When I asked Dolores what her retirement actually looks like in her mind, she paused for a long moment. “I see Marcus still working until 65. I see me maybe working until 65 too, even if my body starts fighting me on it. And then I see us figuring it out from there. That’s not a plan, I know. That’s just — hoping the numbers are enough.”
What She Is Doing Differently Now
The tax clinic visit was not the first time Dolores had sat down with a professional to look at her finances, but it was the first time she had done it with her Social Security statement in front of her. The volunteer preparer walked her through the basics of how her FICA contributions translate to future benefit calculations. She left with three things: a cleaner tax return, a printout of her SSA earnings history, and — she said — a new sense of urgency.
She has not made any decisions yet about when to claim. She is clear-eyed enough to know that is a choice she wants to make carefully, with professional guidance, not in a rush. “I’ve spent 31 years doing the right thing by everyone else,” she told me as we wrapped up our conversation. “I think it’s time I do the right thing by me, too. Even if that feels uncomfortable.”
The Bigger Picture Dolores Reflects
Dolores Norwood is not in crisis. She earns well, she is not in debt, and she has more runway than many Americans her age. But her story sits at the intersection of pressures that are genuinely common among high-earning workers in their late 50s: the squeeze of family obligation, the absence of employer-provided benefits, the uncertainty of health coverage before Medicare eligibility, and the yawning gap between what Social Security can realistically deliver and what a comfortable retirement actually costs.
The 2026 COLA of 2.8% is real. The $3,208 average for married couples is real. But as MarketWatch’s 2026 benefits overview points out, those numbers represent averages across a wide range of workers — and the gap between average and adequate is one that each individual has to reckon with on their own terms.
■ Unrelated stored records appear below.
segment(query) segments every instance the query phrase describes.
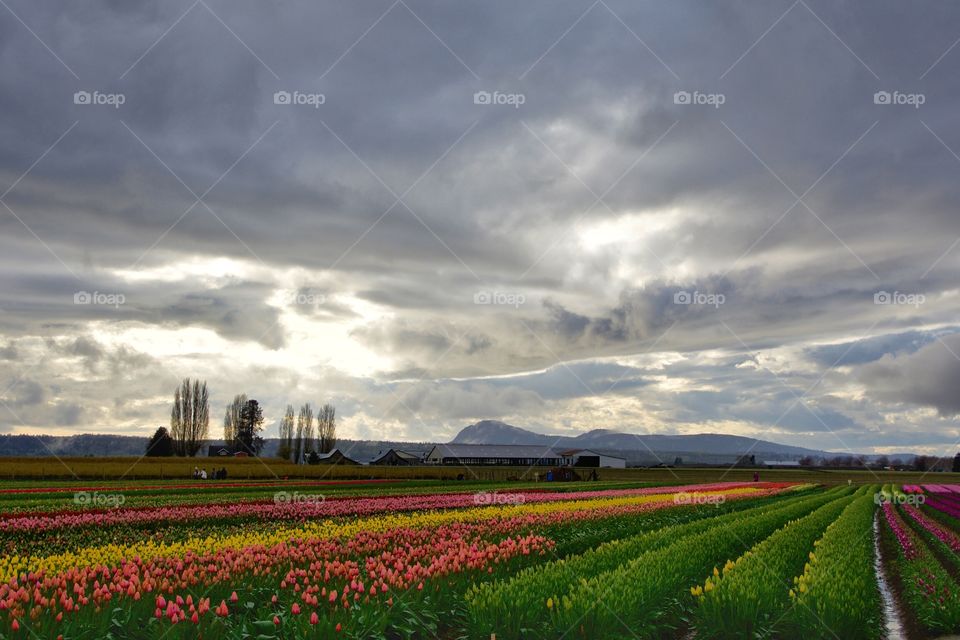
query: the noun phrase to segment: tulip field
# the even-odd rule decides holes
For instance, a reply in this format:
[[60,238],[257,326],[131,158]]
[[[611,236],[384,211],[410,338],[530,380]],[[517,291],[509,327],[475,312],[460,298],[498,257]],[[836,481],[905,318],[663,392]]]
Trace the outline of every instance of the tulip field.
[[960,485],[0,485],[0,638],[933,638]]

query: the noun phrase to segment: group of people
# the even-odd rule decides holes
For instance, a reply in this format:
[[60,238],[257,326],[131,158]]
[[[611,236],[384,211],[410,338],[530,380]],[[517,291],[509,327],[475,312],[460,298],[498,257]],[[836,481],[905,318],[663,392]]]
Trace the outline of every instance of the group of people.
[[226,480],[227,479],[227,468],[223,467],[222,469],[214,469],[207,475],[206,468],[200,469],[199,467],[193,468],[193,479],[194,480],[207,480],[208,478],[213,480]]

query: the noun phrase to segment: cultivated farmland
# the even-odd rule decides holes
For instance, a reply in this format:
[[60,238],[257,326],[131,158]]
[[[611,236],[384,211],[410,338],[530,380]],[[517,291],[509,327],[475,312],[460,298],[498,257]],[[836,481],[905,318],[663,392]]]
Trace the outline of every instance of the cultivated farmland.
[[960,631],[957,485],[7,483],[0,511],[0,637]]

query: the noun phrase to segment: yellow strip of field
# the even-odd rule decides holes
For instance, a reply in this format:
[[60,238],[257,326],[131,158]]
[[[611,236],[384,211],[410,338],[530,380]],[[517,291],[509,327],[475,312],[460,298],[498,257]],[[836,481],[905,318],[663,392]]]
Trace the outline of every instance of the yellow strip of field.
[[[787,491],[809,485],[797,485]],[[706,493],[684,493],[691,503],[698,496],[724,496],[746,498],[751,494],[768,490],[754,487],[738,487]],[[678,487],[678,493],[682,487]],[[592,498],[586,500],[564,500],[557,502],[538,502],[531,504],[509,504],[472,507],[467,509],[449,509],[409,513],[389,513],[361,518],[335,518],[317,522],[308,522],[296,527],[281,526],[264,530],[261,523],[251,524],[249,531],[225,536],[207,536],[189,538],[182,542],[156,542],[153,540],[129,545],[104,545],[89,547],[75,552],[65,552],[50,556],[8,556],[0,558],[0,581],[7,581],[24,572],[44,572],[47,575],[58,574],[73,567],[110,566],[123,560],[140,558],[150,561],[157,558],[183,557],[187,553],[198,555],[215,553],[226,549],[241,549],[251,546],[271,546],[290,540],[349,538],[361,532],[383,532],[407,527],[437,527],[456,522],[477,522],[496,518],[512,518],[526,515],[548,515],[589,511],[592,509],[610,509],[620,506],[650,505],[666,506],[675,502],[677,493],[663,493],[641,496],[622,496],[614,498]]]

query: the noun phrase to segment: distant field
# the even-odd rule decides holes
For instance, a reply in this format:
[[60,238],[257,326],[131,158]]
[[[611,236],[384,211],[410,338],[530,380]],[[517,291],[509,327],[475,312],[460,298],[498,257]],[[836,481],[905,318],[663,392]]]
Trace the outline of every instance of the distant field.
[[[377,467],[294,465],[275,458],[0,458],[0,483],[8,481],[76,481],[82,480],[191,480],[195,466],[226,467],[228,481],[277,479],[425,479],[466,481],[535,481],[543,468],[526,467]],[[815,482],[818,484],[865,483],[960,483],[960,474],[904,471],[839,471],[827,469],[599,469],[601,480],[624,480],[650,483],[697,483],[750,481],[754,471],[762,480],[774,482]],[[585,472],[589,473],[589,470]],[[584,475],[585,475],[584,474]],[[216,481],[209,481],[215,483]]]

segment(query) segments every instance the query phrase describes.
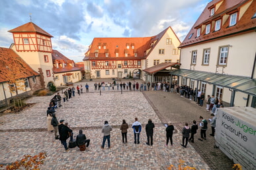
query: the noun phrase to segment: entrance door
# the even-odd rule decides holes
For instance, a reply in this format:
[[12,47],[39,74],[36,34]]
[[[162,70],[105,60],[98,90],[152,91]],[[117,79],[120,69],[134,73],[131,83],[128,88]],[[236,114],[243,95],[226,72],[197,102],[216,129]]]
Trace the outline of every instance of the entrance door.
[[118,72],[117,72],[117,77],[118,77],[118,78],[122,78],[122,71],[118,71]]
[[101,71],[96,71],[96,78],[101,78]]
I left the community center that afternoon thinking about all the people who sit at folding tables every tax season — people who have done everything they were supposed to do, paid every tax, shown up every year — and who are only now realizing the system requires active navigation, not just passive participation. Dolores Norwood is one of them. She is generous to a fault, as the saying goes. But she is learning, at 59, that generosity toward herself might be the most important investment she has left to make.